A 33-YEAR-old Dublin mother who has survived a 13-month battle with cancer is working to provide a new online support magazine to those who have been affected by the disease.
Holly Kennedy was diagnosed with breast cancer in December 2016 after discovering a lump while breastfeeding her newborn son. Midway through her cancer battle, she made the decision to launch an online magazine – Happy Magazine – for people experiencing cancer in Ireland.
The magazine aims to share something useful, helpful or positive about the Irish cancer journey every day.
Speaking of discovering she had cancer, Kennedy told TheJournal.ie: ”It was crazy, we were just getting to grips with having a new baby at home and I was just getting over the whole having a baby thing.
I was breastfeeding my little boy and that’s how I found the lump. I think if I hadn’t been breastfeeding him I might not have noticed it, so sometimes I think he’s a godsend.
Kennedy subsequently went through 13 months of chemotherapy, surgery and radiation therapy, which she said was “the hardest thing” she has ever experienced.
“I was very, very down, very depressed, I just thought I was never going to be happy again and I thought my life was over,” she said.
‘I felt really alone’
Kennedy said that she set up the Happy Magazine website because she wanted people to have an outlet that let people know that it was possible to be happy again following a cancer diagnosis.
“Being a young woman with breast cancer, I found it really hard. I felt like the only young woman in the chemo ward or the only young woman with a baby at home. I felt really alone,” she said.

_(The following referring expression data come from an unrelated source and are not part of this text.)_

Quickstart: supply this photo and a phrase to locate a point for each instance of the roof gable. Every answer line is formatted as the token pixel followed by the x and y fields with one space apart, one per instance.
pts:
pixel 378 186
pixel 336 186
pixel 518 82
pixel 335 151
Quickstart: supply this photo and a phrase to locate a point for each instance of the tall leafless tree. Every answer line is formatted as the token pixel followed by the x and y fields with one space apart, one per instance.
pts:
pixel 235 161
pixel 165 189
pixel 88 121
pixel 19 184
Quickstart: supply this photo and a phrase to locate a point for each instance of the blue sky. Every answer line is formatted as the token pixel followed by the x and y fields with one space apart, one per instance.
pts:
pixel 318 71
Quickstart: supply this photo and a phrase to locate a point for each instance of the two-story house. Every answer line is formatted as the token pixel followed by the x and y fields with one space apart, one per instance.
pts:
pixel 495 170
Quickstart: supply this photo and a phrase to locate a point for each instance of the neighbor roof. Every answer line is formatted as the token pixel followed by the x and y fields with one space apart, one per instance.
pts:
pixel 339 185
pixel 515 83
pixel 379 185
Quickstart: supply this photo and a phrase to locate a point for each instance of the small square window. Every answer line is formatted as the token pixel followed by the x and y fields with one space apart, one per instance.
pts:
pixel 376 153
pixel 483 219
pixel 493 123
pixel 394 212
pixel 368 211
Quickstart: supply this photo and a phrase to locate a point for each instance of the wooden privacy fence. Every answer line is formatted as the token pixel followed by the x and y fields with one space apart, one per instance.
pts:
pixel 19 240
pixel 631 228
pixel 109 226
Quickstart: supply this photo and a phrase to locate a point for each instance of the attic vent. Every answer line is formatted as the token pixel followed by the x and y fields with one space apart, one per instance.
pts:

There are resources there and support for older women, but there’s nothing really for younger women and there’s nothing really you can access at home.

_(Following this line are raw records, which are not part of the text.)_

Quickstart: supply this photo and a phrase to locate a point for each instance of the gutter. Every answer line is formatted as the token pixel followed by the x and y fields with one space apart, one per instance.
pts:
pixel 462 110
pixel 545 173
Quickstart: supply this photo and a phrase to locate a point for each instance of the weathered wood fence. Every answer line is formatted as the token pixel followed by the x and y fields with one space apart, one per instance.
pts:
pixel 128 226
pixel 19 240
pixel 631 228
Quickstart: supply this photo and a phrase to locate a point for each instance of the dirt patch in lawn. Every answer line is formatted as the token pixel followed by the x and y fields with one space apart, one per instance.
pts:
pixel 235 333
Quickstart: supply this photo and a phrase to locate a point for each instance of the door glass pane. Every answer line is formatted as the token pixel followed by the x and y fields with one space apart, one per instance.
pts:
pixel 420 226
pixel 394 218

She said that while there are resources available online for people in Ireland with cancer, most of it is technical or medical information. Because of this, she decided to launch the website, with aims to provide practical advice and information about living with cancer.

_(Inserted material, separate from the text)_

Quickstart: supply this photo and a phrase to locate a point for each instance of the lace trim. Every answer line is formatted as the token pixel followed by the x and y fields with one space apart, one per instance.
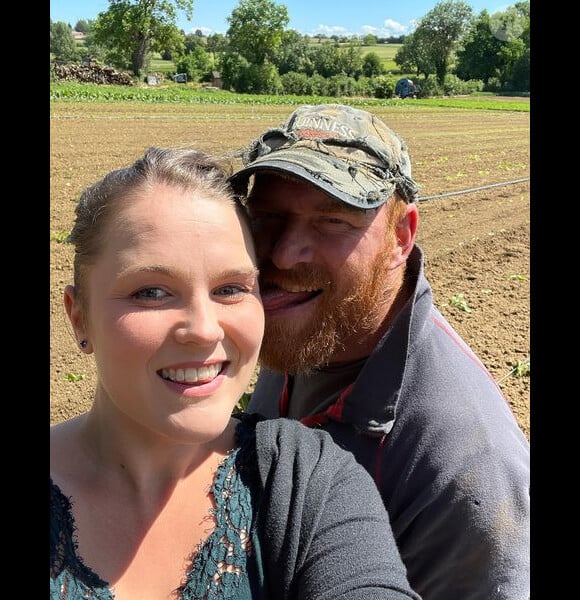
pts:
pixel 219 564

Explaining the purpose of the website and its content, Kennedy said it covers topics such as how to still be happy, what your diet should be, how you can help yourself through chemotherapy, and what you’re going to do with your hair when it starts to grow back.
When I was going through chemo I thought how come there’s no magazine for this? There should be a dedicated publication for people, something that is uplifting, that gives them hope and information.
Happy Magazine currently has around 10 regular contributors and publishes content daily.
Kennedy is aiming to turn the online magazine into a print edition by Autumn, and that 10,000 copies can be distributed to cancer treatment and support centres in Ireland.